The VHF numbers are still usable at terrestrial VHF communication due
to the high band noise. For satellite and EME communication, the
performance it not very good at VHF and practically useless on UHF.
Although back in those days UHF was reserved for the more well-heeled
hams. I thought the 2m performance that old John got out of the
nuvistors was pretty good.
Tinkering with the nuvistors also sounded like fun. Well I now realize
why you dont see projects based on them and noone is scouring the
tables at the hamfest looking for nuvistors. There are better/easier
of ways of skinning this cat. A DC to Daylight preamp using a MMIC
may well have better NF and gain.
True, but tubes and even those tiny ones do have one distinct advantage.
When a thunderstorm rolls through town or you accidentally transmit into
your pre-amp their chance of survival is orders of magnitude higher.
Just imagine, when placing a hard 50V spike onto the grid a tube won't
even flinch. A GaAs-FET or MMIC? Tsssk ... *BANG*.
Most part of the lightning electromagnetic radiation is at quite low
frequencies (below 1 MHz) and a typical VHF/UHF antenna will have a
quite low effective height at such low frequencies, thus not much low
frequency energy should enter the preamp.
However, during thunderstorms, quite large static charges can be
accumulated in ungrounded antenna elements and if there is a DC path
to the transistor, there is a significant risk of damage.

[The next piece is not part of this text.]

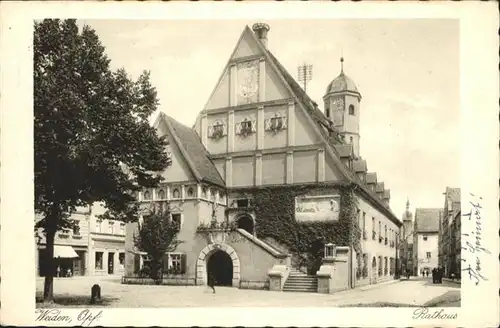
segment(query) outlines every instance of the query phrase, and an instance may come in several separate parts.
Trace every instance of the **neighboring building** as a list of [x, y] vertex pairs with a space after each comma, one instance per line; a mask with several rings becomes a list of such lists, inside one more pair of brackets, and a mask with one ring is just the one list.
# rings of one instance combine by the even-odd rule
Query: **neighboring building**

Using a folded dipole and grounding the center point will reduce the
static build up. The folded dipole will also act as a very small
magnetic loop, reducing the LF pickup of the lightning EM pulse. A
strong DC path (such as a shorted 1/4 wavelength stub) from the
amplifier input to ground will also reduce the DC and low frequency
pickup, thus reducing the risk for dangerously large voltages at the
transistor base/gate.
The trouble in my case was that this thing was also used for the upper
shortwave bands, when doing duplex transmissions. Similar to what is
nowadays called an active antenna. I didn't have the space for a 2nd
large antenna, the first one was already quite a stretch. This was in
Germany where properties are quite tiny.